Asian films that first premiere at the Berlin International Film Festival each February tend not to travel to Toronto in September. The reasons vary, but it’s often down to matters of taste, or to political considerations such as pride, which will sometimes prevent certain festivals from screening leftovers after a rival festival has taken a bite. On average, films that are right for Berlin and its European audience—a bit arty, less crowd pleasing, and not possessed by celebrity—don’t play well in Toronto. So when Wang Xiaoshuai’s latest film, which premiered in Berlin earlier this year, appeared at TIFF for its first North American presentation, it was clear that this was one of those exceptions. Given Toronto’s somewhat spotty record of screening Wang’s dozen or so features since his directorial debut in 1993, its decision to program So Long, My Son this year had to be due to the film’s aesthetic merits at the very least. They made the right call. To date Wang’s longest film at a touch over three hours, it also ranks as one of his very best and most moving works. At Berlin, its two leads, Wang Jingchun and Yong Mei, won the Best Actor and Best Actress prizes respectively for their powerful turns as a proletariat couple consigned to a lifetime of grief after the death of their young son.

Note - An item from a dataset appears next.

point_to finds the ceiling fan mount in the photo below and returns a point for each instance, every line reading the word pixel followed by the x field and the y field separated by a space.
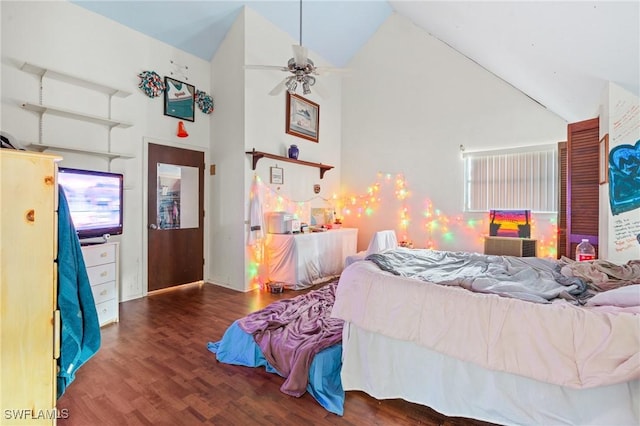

Wang’s story revolves around China’s now-defunct One Child Policy, first established in the late 1970s for population control and in force for close to forty years. This brand of social engineering may condition some couples to think and behave strategically, but is just as likely to catch others off guard when fate deals them a bad hand, so that the bitter effects are lasting. In a tender portrayal set over thirty years from the 1980s to the 2010s, Wang chronicles the intersecting lives of two married couples and their young sons, whose friendships become strained when a misadventure leaves one family bereft of their child. Like a pendulum set to a rhythmic pace, the film’s skilful editing swings the narrative gently between different time periods in the arc, while also chiming a series of dramatic revelations with subtle grace. Playing the other married couple, Ai Liya and Xu Cheng are equally matched in excellence to their leads, as are the handful of memorable supporting characters in this epic story. The film’s Chinese title adapts a popular four-character idiom “Tian Chang Di Jiu”, which has a literal meaning of “Heaven Lengthy Earth Lasting”, but which figuratively means “timeless” or “eternal”, and is used to describe things that endure in a romantic way. By reversing the two halves of the idiom, Wang foregrounds the mortal world so that the altered meaning removes all sentimental undertones, colouring the revision instead with quiet anguish and a lingering sadness.

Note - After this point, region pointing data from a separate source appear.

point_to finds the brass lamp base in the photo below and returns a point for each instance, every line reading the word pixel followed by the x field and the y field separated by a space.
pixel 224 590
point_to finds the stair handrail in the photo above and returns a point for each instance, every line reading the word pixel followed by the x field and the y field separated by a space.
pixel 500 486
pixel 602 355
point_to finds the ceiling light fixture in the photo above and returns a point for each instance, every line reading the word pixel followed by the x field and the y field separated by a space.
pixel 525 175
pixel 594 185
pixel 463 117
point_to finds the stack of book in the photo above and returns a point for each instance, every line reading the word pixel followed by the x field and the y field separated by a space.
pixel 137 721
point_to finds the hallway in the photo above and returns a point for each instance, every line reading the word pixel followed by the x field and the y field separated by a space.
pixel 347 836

For a while now, the prime example of Mainland Chinese filmmaking that has benefited from film festival exposure has tended to use the country’s breakneck modernity as fodder. It would be daring for independent filmmakers seeking global recognition not to exploit this rich history for content. China’s massive social and cultural change over the past forty years has exerted such a dominant force on its people that this movement continues to provoke creative responses to its varied contradictions. Wang’s instincts as a storyteller lie precisely in dramatizing the effects of this constant, which have resulted in a collection of cogent films fed by turbulent political traumas and degrees of autobiography. Although he has been on the scene for close to thirty years (his films have competed at all the three big European festivals), recognition sometimes eludes him. At the Q&A of TIFF’s second public screening of So Long, My Son, a man asked Wang if the film’s broad structure across time was inspired by the works of celebrated fellow Mainlander Jia Zhangke, also known for his sweeping commentaries on China’s societal changes. The man was likely referencing Jia’s last two films—Mountains May Depart (2015) and Ash Is Purest White (2018), which contained sprawling stories set against the backdrop of China on the move. Wang’s terse response was simply: “I am older than Jia Zhangke.”